Not looking for a DTI, but a dial indicator with a dovetail on the back. Are there such beasts? I've been looking but haven't found one. IMO the lug back mount isn't that sturdy but I'm used to using my DTI with a dovetail with my Nogaflex arm. I know a lot, if not most?, machinists use magmounts like the Mighty Mag. I guess the magnet doesn't affect the indicator. Anyway, so does someone here know of a good indicator with a dovetail mount? Thanks.


----------



## Ray C (Sep 28, 2013)

All the Shars brands have dovetails on the back and top.  I like e'm enough to own 6 of them.  Some I've had for 4+ years and they're going strong...

http://www.shars.com/products/view/1967/008quot_Dial_Test_Indicator_0001quot

Ray





Splat said:


> Not looking for a DTI, but a dial indicator with a dovetail on the back. Are there such beasts? I've been looking but haven't found one. IMO the lug back mount isn't that sturdy but I'm used to using my DTI with a dovetail with my Nogaflex arm. I know a lot, if not most?, machinists use magmounts like the Mighty Mag. I guess the magnet doesn't affect the indicator. Anyway, so does someone here know of a good indicator with a dovetail mount? Thanks.


----------



## Splat (Sep 28, 2013)

Thanks Ray, but I'm talking about dial indicators (or drop indicators), not dial test indicators (DTI).


----------



## ScrapMetal (Sep 28, 2013)

I know that you can buy different backs for the Teclocks - http://www.use-enco.com/CGI/INPDFF?PMPAGE=391&PMCTLG=00  I don't know if their backs will fit on other indicators though.

Hope that helps,

-Ron


----------



## Dave Smith (Sep 28, 2013)

just search for" dial indicator with dovetail mount" on ebay and there is a set for about $20


----------



## Splat (Sep 28, 2013)

Thanks Dave, but again, those are all dial *test *indicators. 
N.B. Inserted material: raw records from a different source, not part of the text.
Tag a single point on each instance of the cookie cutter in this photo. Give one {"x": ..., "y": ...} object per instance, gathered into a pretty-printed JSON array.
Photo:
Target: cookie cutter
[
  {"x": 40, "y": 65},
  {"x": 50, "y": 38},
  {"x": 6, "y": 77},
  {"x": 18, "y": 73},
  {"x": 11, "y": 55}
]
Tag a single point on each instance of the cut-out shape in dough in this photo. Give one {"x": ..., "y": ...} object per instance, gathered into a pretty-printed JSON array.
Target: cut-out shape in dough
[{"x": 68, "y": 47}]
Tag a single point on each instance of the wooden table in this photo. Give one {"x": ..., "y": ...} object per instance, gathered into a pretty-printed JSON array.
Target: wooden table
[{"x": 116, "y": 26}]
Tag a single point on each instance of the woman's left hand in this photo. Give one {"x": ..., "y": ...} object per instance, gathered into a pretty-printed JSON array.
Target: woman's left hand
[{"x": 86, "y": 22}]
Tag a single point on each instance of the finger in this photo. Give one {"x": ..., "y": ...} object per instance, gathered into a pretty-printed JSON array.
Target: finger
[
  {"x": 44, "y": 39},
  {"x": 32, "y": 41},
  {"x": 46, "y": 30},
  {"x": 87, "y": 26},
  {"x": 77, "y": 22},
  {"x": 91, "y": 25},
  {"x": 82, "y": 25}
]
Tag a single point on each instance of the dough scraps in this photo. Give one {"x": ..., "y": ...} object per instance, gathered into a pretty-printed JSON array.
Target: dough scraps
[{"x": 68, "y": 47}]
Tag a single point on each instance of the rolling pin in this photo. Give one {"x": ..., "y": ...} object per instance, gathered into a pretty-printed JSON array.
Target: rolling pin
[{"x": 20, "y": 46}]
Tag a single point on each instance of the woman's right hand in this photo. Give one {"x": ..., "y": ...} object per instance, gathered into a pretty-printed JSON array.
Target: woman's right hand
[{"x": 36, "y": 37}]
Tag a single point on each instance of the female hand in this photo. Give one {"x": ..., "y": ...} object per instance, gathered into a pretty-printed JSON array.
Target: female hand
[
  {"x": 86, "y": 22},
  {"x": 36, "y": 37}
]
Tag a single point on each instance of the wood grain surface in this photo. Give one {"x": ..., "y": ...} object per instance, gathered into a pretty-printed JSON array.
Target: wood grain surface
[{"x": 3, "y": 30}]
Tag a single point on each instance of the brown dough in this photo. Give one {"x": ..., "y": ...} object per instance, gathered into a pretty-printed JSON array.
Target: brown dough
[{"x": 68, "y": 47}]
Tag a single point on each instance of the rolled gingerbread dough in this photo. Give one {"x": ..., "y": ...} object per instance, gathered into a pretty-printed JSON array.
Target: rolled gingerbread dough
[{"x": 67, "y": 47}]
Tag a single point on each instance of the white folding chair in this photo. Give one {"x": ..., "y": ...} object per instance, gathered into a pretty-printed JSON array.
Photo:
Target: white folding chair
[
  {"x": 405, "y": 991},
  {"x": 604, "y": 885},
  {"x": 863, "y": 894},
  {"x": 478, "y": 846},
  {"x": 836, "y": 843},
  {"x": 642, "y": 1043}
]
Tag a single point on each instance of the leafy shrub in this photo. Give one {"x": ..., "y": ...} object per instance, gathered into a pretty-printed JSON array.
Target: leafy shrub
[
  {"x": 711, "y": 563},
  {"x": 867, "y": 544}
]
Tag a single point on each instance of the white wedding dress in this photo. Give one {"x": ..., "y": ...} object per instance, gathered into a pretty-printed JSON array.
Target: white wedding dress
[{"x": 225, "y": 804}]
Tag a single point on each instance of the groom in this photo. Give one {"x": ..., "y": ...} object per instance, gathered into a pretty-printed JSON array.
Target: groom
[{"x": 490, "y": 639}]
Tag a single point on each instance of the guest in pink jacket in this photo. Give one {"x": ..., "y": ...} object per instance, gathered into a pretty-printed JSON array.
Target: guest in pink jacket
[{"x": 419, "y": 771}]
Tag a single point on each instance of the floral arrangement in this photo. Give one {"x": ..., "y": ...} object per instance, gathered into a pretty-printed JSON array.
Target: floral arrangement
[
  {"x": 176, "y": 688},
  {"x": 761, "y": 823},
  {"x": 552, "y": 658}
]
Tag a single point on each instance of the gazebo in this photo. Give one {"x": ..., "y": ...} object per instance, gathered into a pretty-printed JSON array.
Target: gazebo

Ron, I'll check into them. Thank you!


----------



## Charley Davidson (Sep 28, 2013)

see if this will work for you
http://www.ebay.com/itm/Micro-Adjus...t-Gunsmith-Mill-Lathe-Tools-Lot-/261295127179


----------



## Harvey Melvin Richards (Sep 29, 2013)

Splat said:


> Not looking for a DTI, but a dial indicator with a dovetail on the back. Are there such beasts? I've been looking but haven't found one. IMO the lug back mount isn't that sturdy but I'm used to using my DTI with a dovetail with my Nogaflex arm. I know a lot, if not most?, machinists use magmounts like the Mighty Mag. I guess the magnet doesn't affect the indicator. Anyway, so does someone here know of a good indicator with a dovetail mount? Thanks.



Mitutoyo makes (or made) dial indicators with dovetail mounts on the side. I don't know the model numbers though.

Standard Gage made a very small dial indicator with a dovetail running the length of its back. I don't know anything more about this company though. The gage is at the bottom with an Interapid DTI with a 1.5" diameter dial on top.


----------



## Splat (Sep 29, 2013)

Thanks guys.  I had totally forgotten that my NogaFlex arm has a round mount right behind the dovetail mount. By the looks of it it'll fit the stem right underneath the dial face of an indicator. So that's what that hole's for!


----------



## ki4byz (Sep 29, 2013)

In my opinion a dove tail indicator mount is for test indicators only and is not strong enough for a dial indicator, too heavy.
  The lug back w/stem works fine. Just make sure the stem is tight.
  But one great thing about being a machinist is that very few things can only be done one way.


----------